Kubernetes for Data Engineering¶

Kubernetes orchestrates containerized workloads at scale. For DE, it provides the compute layer when separating storage (S3) and compute, running Spark, Airflow, JupyterHub.

Architecture¶

Control Plane: API Server (central hub), etcd (distributed KV store), Scheduler, Controller Manager

Worker Nodes: kubelet, kube-proxy, container runtime (containerd, CRI-O)

Core Abstractions¶

Abstraction	Use Case
Pod	Smallest deployable unit
Deployment	Production apps with rolling updates
StatefulSet	Stateful apps (databases)
Service	Network exposure (ClusterIP, NodePort, LoadBalancer)
ConfigMap	Application configuration
Secret	Sensitive data
PersistentVolume + PVC	Storage surviving pod restarts

kubectl Cheatsheet¶

kubectl get pods -n namespace
kubectl describe pod <name>
kubectl logs <pod-name>
kubectl apply -f manifest.yaml
kubectl delete -f manifest.yaml

Spark on Kubernetes¶

Production-ready since Spark 3.1 (March 2021).

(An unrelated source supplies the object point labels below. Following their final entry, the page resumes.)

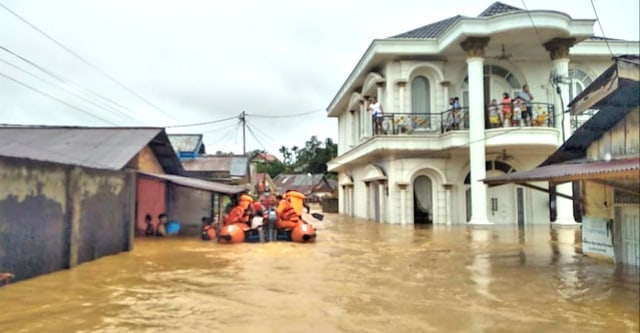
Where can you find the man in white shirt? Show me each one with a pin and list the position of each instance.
(377, 114)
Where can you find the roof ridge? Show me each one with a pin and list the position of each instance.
(498, 8)
(431, 30)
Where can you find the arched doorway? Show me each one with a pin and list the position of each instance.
(422, 200)
(505, 203)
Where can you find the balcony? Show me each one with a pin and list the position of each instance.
(543, 115)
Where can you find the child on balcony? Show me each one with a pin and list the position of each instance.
(377, 114)
(495, 116)
(506, 109)
(516, 118)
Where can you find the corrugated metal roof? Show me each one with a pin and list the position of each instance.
(437, 29)
(185, 142)
(613, 106)
(573, 170)
(234, 165)
(302, 183)
(95, 147)
(199, 183)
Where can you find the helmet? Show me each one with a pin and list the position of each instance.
(303, 233)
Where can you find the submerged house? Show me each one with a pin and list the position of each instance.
(313, 186)
(187, 146)
(426, 163)
(228, 169)
(603, 158)
(74, 194)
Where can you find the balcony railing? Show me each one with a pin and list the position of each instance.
(542, 115)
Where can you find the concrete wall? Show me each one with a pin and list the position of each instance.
(55, 216)
(188, 206)
(146, 161)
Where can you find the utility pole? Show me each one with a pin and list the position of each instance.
(244, 135)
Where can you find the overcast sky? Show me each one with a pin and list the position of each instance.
(202, 60)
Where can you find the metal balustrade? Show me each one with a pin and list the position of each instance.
(543, 115)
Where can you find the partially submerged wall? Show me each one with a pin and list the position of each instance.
(55, 216)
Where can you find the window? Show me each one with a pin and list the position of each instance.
(420, 95)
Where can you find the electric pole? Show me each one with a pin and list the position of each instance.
(244, 129)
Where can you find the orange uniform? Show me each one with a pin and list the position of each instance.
(287, 216)
(290, 210)
(241, 213)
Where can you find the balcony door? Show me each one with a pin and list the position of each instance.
(497, 80)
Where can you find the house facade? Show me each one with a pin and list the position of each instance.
(425, 163)
(603, 157)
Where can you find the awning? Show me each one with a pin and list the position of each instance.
(198, 183)
(627, 168)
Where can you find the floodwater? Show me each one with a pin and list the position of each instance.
(359, 277)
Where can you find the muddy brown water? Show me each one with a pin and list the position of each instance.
(359, 277)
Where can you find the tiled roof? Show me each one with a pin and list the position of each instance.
(498, 8)
(234, 165)
(430, 31)
(435, 30)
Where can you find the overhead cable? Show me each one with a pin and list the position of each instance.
(55, 98)
(85, 61)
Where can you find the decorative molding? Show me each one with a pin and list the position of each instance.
(558, 48)
(474, 46)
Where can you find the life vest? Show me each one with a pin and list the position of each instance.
(236, 215)
(208, 233)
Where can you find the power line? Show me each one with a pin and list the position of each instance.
(602, 30)
(62, 79)
(256, 137)
(203, 123)
(285, 115)
(86, 62)
(103, 107)
(532, 22)
(55, 98)
(257, 129)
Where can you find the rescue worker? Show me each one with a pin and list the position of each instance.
(208, 230)
(266, 199)
(289, 210)
(241, 213)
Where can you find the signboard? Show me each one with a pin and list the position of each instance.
(597, 236)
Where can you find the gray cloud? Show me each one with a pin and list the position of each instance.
(206, 60)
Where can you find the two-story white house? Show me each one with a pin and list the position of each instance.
(427, 164)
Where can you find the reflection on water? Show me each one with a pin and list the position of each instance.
(359, 277)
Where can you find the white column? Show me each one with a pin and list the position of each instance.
(476, 138)
(381, 201)
(561, 69)
(403, 203)
(445, 94)
(448, 211)
(368, 130)
(559, 51)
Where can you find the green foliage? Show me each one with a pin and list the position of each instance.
(312, 158)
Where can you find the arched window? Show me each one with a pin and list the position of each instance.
(420, 95)
(497, 80)
(579, 81)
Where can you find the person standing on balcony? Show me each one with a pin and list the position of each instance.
(495, 116)
(377, 114)
(527, 108)
(506, 109)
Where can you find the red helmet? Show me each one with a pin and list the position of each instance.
(303, 233)
(231, 233)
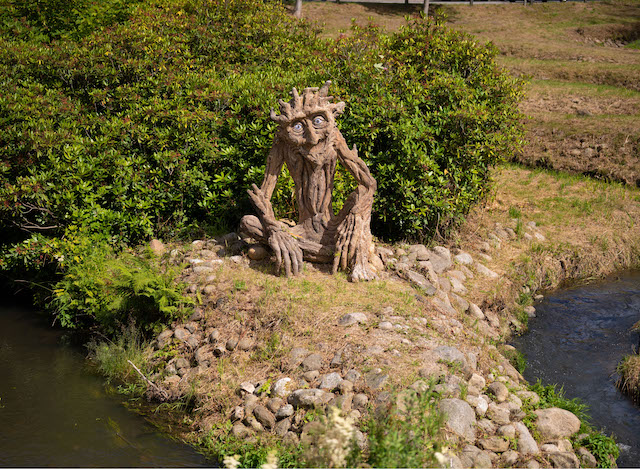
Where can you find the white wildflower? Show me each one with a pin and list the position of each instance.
(231, 462)
(272, 461)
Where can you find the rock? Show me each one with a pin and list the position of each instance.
(360, 401)
(459, 418)
(182, 363)
(282, 427)
(352, 375)
(463, 258)
(312, 363)
(330, 381)
(481, 269)
(496, 444)
(499, 415)
(526, 443)
(586, 458)
(555, 423)
(509, 458)
(237, 414)
(309, 398)
(181, 333)
(440, 258)
(421, 282)
(563, 460)
(351, 319)
(157, 247)
(193, 342)
(245, 344)
(498, 390)
(265, 417)
(246, 388)
(240, 431)
(450, 355)
(460, 302)
(530, 311)
(345, 386)
(257, 252)
(282, 387)
(477, 381)
(375, 379)
(164, 338)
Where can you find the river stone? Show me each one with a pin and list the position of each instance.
(481, 269)
(282, 387)
(459, 418)
(164, 338)
(181, 333)
(421, 281)
(351, 319)
(498, 390)
(309, 398)
(240, 431)
(448, 354)
(526, 443)
(265, 417)
(499, 415)
(440, 258)
(285, 411)
(312, 362)
(360, 401)
(463, 258)
(496, 444)
(282, 427)
(274, 404)
(246, 388)
(352, 375)
(555, 423)
(563, 460)
(586, 458)
(296, 356)
(375, 379)
(330, 381)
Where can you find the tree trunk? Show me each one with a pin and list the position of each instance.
(298, 10)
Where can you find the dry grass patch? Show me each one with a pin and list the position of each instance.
(590, 227)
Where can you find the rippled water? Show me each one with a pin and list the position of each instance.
(579, 336)
(55, 412)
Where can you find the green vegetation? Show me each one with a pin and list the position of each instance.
(603, 447)
(152, 120)
(407, 433)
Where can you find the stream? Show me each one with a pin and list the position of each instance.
(55, 412)
(578, 337)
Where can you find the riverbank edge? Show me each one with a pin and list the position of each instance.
(514, 302)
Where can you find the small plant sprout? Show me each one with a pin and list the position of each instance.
(231, 462)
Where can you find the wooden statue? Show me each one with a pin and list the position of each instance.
(310, 144)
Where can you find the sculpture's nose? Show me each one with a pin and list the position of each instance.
(312, 135)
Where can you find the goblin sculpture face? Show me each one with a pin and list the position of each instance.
(308, 120)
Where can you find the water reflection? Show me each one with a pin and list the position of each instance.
(53, 412)
(576, 341)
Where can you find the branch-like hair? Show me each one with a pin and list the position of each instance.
(312, 100)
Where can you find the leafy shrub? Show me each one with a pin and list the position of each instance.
(603, 447)
(406, 435)
(158, 121)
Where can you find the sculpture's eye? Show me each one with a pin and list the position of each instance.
(319, 121)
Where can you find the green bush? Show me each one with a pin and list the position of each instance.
(158, 120)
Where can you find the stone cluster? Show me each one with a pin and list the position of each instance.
(484, 407)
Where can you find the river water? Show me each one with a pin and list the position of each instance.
(56, 412)
(579, 336)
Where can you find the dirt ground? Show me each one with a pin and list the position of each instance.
(582, 61)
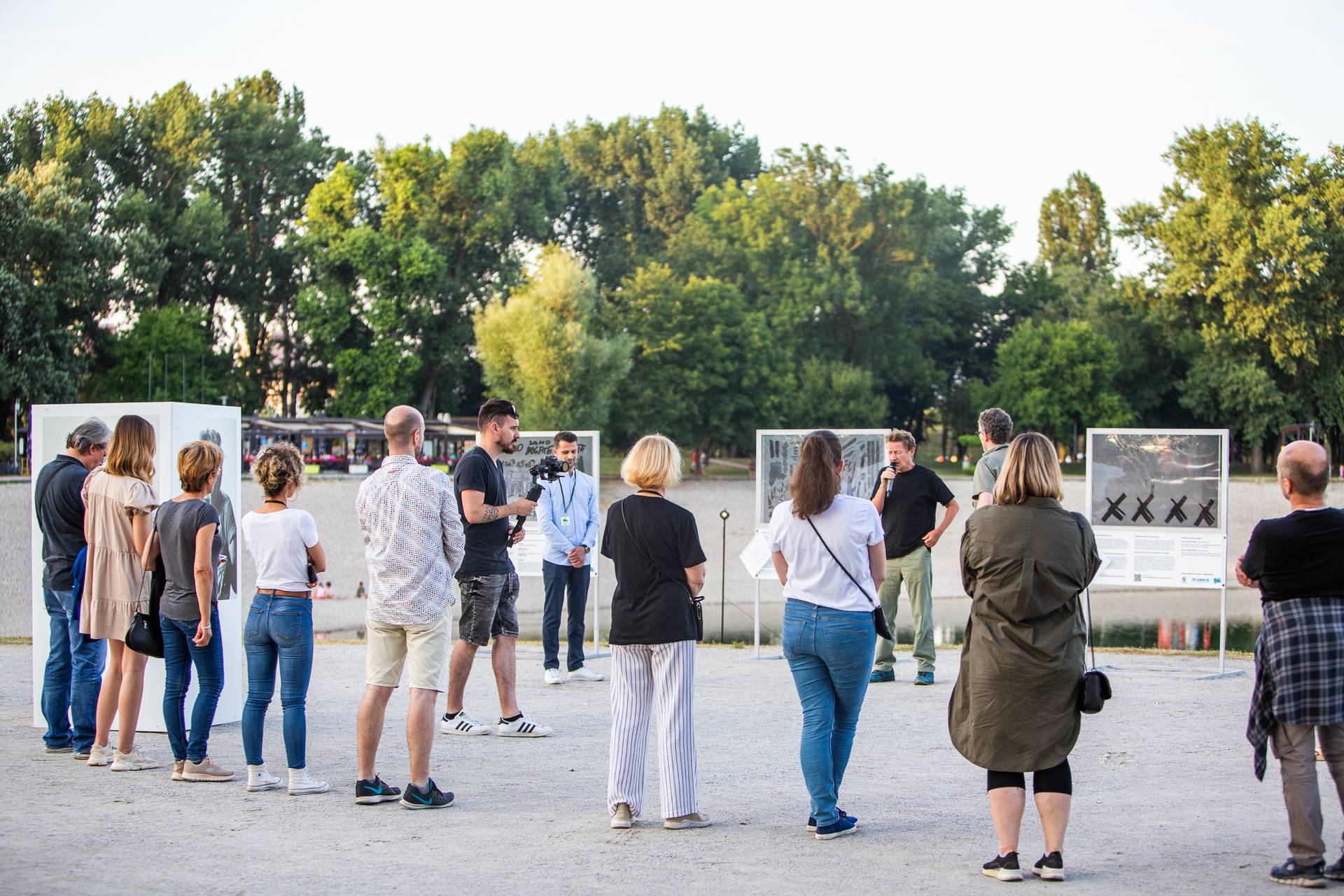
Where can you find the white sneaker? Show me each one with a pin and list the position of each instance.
(134, 761)
(463, 724)
(522, 727)
(260, 780)
(300, 783)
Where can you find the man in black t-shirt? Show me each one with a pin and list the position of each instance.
(906, 496)
(487, 582)
(1298, 697)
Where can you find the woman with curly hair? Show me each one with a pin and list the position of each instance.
(280, 624)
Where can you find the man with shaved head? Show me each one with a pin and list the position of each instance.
(413, 543)
(1298, 694)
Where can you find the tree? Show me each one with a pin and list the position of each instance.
(1073, 226)
(539, 349)
(1058, 375)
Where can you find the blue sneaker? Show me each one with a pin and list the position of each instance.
(812, 822)
(844, 825)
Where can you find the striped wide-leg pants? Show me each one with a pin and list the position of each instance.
(654, 678)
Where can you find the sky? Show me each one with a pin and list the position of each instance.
(1002, 99)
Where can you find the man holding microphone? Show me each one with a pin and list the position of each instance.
(569, 516)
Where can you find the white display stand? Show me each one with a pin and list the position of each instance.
(175, 425)
(528, 554)
(1158, 504)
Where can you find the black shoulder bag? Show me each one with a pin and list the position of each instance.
(1096, 690)
(695, 602)
(879, 621)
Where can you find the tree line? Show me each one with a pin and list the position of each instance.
(651, 273)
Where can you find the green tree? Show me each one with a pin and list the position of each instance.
(539, 348)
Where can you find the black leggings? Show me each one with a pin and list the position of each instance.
(1047, 780)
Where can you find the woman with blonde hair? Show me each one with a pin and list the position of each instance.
(655, 624)
(1015, 710)
(280, 622)
(118, 498)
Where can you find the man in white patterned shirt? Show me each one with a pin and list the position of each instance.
(413, 545)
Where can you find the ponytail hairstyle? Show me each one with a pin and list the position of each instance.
(816, 481)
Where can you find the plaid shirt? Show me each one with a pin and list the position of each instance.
(1298, 669)
(413, 542)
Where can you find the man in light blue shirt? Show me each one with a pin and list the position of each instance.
(569, 516)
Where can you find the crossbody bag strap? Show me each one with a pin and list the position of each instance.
(840, 564)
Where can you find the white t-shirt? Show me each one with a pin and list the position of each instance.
(850, 526)
(279, 543)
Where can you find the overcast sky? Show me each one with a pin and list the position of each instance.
(1003, 99)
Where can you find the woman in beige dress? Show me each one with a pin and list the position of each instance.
(118, 505)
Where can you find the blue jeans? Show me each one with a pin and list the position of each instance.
(181, 653)
(73, 676)
(830, 654)
(279, 630)
(558, 580)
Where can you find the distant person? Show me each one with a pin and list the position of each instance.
(995, 433)
(1014, 708)
(279, 633)
(413, 545)
(819, 539)
(659, 573)
(569, 516)
(73, 673)
(487, 580)
(905, 496)
(1298, 696)
(190, 548)
(118, 498)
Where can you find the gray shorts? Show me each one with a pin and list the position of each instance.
(489, 608)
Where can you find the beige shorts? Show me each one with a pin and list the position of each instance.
(424, 647)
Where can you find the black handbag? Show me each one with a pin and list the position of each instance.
(879, 620)
(695, 602)
(1096, 685)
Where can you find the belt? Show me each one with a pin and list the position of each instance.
(283, 594)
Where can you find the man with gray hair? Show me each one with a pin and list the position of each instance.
(995, 430)
(74, 662)
(1298, 694)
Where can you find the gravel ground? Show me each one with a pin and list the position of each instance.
(1166, 798)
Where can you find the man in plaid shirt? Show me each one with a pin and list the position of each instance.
(1300, 654)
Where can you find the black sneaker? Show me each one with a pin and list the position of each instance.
(375, 792)
(1051, 867)
(812, 822)
(429, 798)
(1003, 868)
(1296, 875)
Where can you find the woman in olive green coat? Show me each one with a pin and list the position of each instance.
(1015, 706)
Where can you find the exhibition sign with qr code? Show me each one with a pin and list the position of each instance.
(1158, 503)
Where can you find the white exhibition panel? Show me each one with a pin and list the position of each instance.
(175, 425)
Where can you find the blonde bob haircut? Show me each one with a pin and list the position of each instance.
(655, 463)
(197, 463)
(1031, 470)
(132, 450)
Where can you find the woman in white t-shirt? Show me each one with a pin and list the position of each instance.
(828, 629)
(280, 622)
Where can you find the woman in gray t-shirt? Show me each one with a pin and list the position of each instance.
(188, 546)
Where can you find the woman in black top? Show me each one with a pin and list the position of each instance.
(659, 573)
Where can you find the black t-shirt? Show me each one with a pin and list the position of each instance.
(652, 601)
(61, 519)
(1297, 555)
(487, 543)
(909, 510)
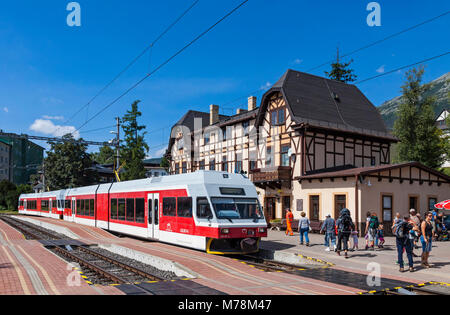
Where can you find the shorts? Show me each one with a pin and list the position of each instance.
(426, 248)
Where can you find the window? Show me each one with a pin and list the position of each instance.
(114, 209)
(130, 210)
(121, 210)
(140, 210)
(224, 164)
(285, 155)
(278, 117)
(387, 208)
(431, 202)
(314, 208)
(170, 207)
(269, 156)
(184, 207)
(203, 208)
(245, 128)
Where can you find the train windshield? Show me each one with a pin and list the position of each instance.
(237, 208)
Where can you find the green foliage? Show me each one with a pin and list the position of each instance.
(106, 155)
(67, 164)
(135, 148)
(9, 194)
(420, 139)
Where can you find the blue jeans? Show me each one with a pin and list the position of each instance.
(407, 244)
(304, 232)
(330, 236)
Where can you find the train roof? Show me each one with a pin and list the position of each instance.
(181, 181)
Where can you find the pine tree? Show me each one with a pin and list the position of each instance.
(135, 148)
(341, 72)
(420, 139)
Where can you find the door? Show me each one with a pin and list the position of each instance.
(340, 202)
(153, 216)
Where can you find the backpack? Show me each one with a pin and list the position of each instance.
(374, 223)
(399, 229)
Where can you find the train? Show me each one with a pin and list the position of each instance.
(211, 211)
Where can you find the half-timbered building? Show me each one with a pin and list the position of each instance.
(311, 146)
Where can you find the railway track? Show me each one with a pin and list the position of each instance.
(97, 267)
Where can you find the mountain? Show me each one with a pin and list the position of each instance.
(439, 88)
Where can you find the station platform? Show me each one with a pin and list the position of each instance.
(26, 267)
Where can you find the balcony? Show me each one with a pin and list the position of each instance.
(272, 177)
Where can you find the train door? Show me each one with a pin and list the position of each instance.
(153, 216)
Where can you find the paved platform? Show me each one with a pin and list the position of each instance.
(360, 260)
(215, 272)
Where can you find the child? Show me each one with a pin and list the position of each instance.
(355, 240)
(381, 236)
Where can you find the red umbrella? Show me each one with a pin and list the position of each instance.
(444, 205)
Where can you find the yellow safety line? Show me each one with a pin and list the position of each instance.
(19, 273)
(46, 276)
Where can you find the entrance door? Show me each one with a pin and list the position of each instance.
(153, 216)
(340, 202)
(269, 209)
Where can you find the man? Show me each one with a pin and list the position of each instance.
(345, 227)
(328, 226)
(289, 222)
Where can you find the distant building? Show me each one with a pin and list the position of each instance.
(5, 160)
(153, 168)
(25, 158)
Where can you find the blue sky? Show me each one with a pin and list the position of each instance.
(49, 70)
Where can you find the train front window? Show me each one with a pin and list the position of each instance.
(237, 208)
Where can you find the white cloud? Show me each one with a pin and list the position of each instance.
(47, 127)
(381, 69)
(53, 117)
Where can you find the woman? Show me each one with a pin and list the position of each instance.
(303, 228)
(427, 239)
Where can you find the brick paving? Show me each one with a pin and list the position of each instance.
(217, 272)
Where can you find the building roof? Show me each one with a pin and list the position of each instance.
(363, 171)
(321, 102)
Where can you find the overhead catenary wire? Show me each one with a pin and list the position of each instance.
(403, 67)
(134, 60)
(163, 64)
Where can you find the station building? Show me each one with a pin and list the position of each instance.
(314, 145)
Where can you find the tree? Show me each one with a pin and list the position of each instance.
(420, 139)
(341, 71)
(135, 148)
(67, 165)
(106, 155)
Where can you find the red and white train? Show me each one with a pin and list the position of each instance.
(215, 212)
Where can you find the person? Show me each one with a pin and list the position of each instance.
(381, 236)
(355, 239)
(345, 227)
(303, 228)
(366, 236)
(402, 231)
(328, 226)
(414, 216)
(372, 230)
(427, 239)
(289, 222)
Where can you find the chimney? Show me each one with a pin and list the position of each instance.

helm install my-release spark-operator/spark-operator \
  --namespace spark-operator --create-namespace \
  --set webhook.enable=true --version 1.1.11

Always pin Spark Operator version. Latest may have breaking changes.

Cloud-Native Data Architecture¶

Storage Layer: S3 (or compatible)
Compute Layer: Kubernetes (Spark, Presto, Airflow)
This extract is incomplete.